Al riguardo, trattandosi di ricorso, occorre indicare subito a pena di decadenza tutte le prove che si intendono sottoporre all'attenzione del giudice, come ad esempio l'interrogatorio formale del locatore, e le esatte generalità degli eventuali testimoni che si intendono ascoltare sulle posizioni “fattuali” dell'atto introduttivo della controversia, che dunque devono già essere opportunamente “capitolate”, oltre a tutta la relativa documentazione probatoria (contratto di locazione ad uso abitativo, certificato di residenza del terzo opponente nell'immobile locato; stato di famiglia attestante il rapporto di genitorialità della prole, eventuale contratto di convivenza more uxorio, registrato nel comune di residenza dei medesimi conviventi, ed in cui è ubicato l'immobile locato, nel quale possono essere convenute le relazioni post-convivenza, concernenti in particolare, quale dei due conviventi potrà mantenere la casa in comune, ecc.).

Ciò non toglie però che, nella narrazione del “fatto”, occorre opportunamente soffermarsi sulla concreta posizione assunta nella vicenda dal locatore, laddove il medesimo – si sia reso responsabile dell'ingiustificato diniego di addivenire ad una soluzione amichevole dell'insorta controversia – e sia rimasto inerte, nonostante la tempestiva conoscenza della relativa questione, comprovata dalla precedente corrispondenza intercorsa, o da un'eventuale diffida ricevuta dal convivente, more uxorio del conduttore, intestatario originario del contratto di locazione, potendo risultare utile, ai sensi dell' art. 116 c.p.c. , sul piano della valutazione del relativo comportamento, laddove risulti inserito in un contesto fattuale idoneo a farlo ritenere come gravemente inadempiente, sotto il profilo della buona fede.

Il ricorso deve, quindi, essere sottoscritto dal difensore su atto separato, contenente la procura alla lite, sottoscritta dalla parte rappresentata dal medesimo difensore ed autenticata da quest'ultimo.

Richieste istruttorie

L'onere di chiedere l'interrogatorio formale del locatore, sui fatti oggetto di contestazione, riguardanti le circostanze fattuali ritenute idonee a configurare i presupposti per l'utile esercizio dell'opposizione di terzo, alla richiesta di convalida dello sfratto per finita locazione intimato nei confronti del conduttore, intestatario originario del contratto di locazione ad uso abitativo, grava sul medesimo terzo opponente, il quale deve allegare anche la fonte del proprio diritto, spettando al locatore l'onere di allegare la prova contraria.

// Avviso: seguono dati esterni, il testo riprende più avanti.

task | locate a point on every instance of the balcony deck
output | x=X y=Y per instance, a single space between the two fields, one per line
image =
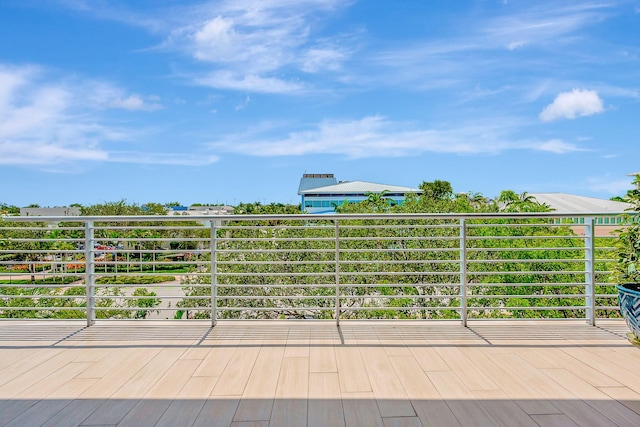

Il terzo opponente ha anche l'onere di formulare una richiesta di prova testimoniale, indicando i relativi capitoli di prova, ed i nominativi dei testimoni, al fine di provare le circostanze fattuali, sulle quali, si basa l'opposizione allo sfratto per finita locazione, intimato nei confronti del già convivente conduttore, in qualità di intestatario originario del contratto di locazione.

4. Conclusioni

La successione nel contratto di locazione ad uso abitativo al conduttore che abbia cessato la convivenza, a favore del partner, more uxorio già convivente, quando vi sia prole naturale, è stata sancita dalla Corte Costituzionale con la storica pronuncia n. 404/1988, attesa la ratio decidendi, improntata teleologicamente alla conservazione dell'abitazione alla residua comunità familiare.

Conseguentemente, la pregressa convivenza more uxorio, non è un elemento che legittima, ex se, la successione ex lege nel contratto di locazione, a tale fine, occorrendo che tra il conduttore ed il convivente more uxorio esista una prole naturale, non operando altrimenti la successione nel contratto di locazione alla luce del solo fatto che la convivenza – anche ove si sia protratta per anni – fra la convivente more uxorio, i suoi figli avuti da un'altra precedente relazione, ed il conduttore intestatario del contratto di locazione, abbia dato vita ad una nuova comunità familiare, non sussistendo in tale specifica ipotesi, la legittimazione del medesimo convivente, a subentrare ex lege al conduttore intestatario del contratto, nel godimento dell'immobile (Cass. III, n. 7098/2015).

Infatti, l' art. 6, comma 3, della l. n. 392/1978 , nella parte in cui in caso di convivenza more uxorio, condiziona – a seguito della declaratoria di illegittimità costituzionale pronunciata dai giudici della Consulta, con la citata pronuncia n. 404/1988 – la successione nel contratto di locazione, del convivente more uxorio, rimasto ad abitare l'immobile locato, alla presenza, nel nucleo coabitante, di una prole naturale, è stato giudicato costituzionalmente legittimo, in considerazione della diversità che caratterizza la convivenza more uxorio, rispetto al rapporto coniugale, tale da impedire l'automatica parificazione delle due situazioni, ai fini di un'identità di trattamento fra i rispettivi regimi, anche in relazione alla comparazione tra la cessazione della convivenza con prole, e la cessazione di quella senza prole, trattandosi di situazioni del tutto disomogenee, rispetto alle quali, non sono invocabili le argomentazioni contenute nella sopra citata pronuncia del giudice delle leggi n. 404/1988, a sostegno dell'esigenza di tutelare un nucleo familiare sul presupposto dell'esistenza della prole naturale (Corte Cost., n. 7/2010; Corte Cost., n. 204/2003).

Conseguentemente, si è affermato il principio che, nell'ipotesi di allontanamento del conduttore dall'immobile locato, la convivente more uxorio, che rimanga nell'immobile stesso con la prole naturale nata dalla loro unione, ha diritto di succedere nel contratto, anche quando la convivenza sia sorta nel corso della locazione, ed anzi, a maggiore ragione, se sia sorta prima, e senza che il locatore ne abbia avuto conoscenza (Cass. III, n. 9868/1997; Cass. III, n. 2524/1989).

Il subentro nel contratto è, in altri termini, del tutto indipendente dalla conoscenza che possa avere la parte locatrice, e dei presupposti di fatto che lo condizionano, essendo solo dipendente dalla volontà della legge, nel testo ampliato dalla citata pronuncia additiva della Corte Costituzionale.

Al riguardo, va quindi precisato che, il subentro del convivente more uxorio nel contratto di locazione ad uso abitativo, al cessare della convivenza, se da un lato, determina lo scioglimento o l'estinzione del rapporto locativo nei confronti dell'originario conduttore, dall'altro, fa sorgere, ope legis, in capo al medesimo subentrante, un diritto soggettivo perfetto, della cui autonomia non può dubitarsi, posto che altrimenti verrebbe svuotato di contenuto, se non fosse tutelabile nella sua pienezza nei confronti del locatore. Di conseguenza, in caso di abbandono dell'immobile del partner intestatario del contratto, la convivente more uxorio, con prole, a seguito dell'intimazione di sfratto per finita locazione, può opporsi in giudizio manifestando il proprio diritto di succedere nel contratto.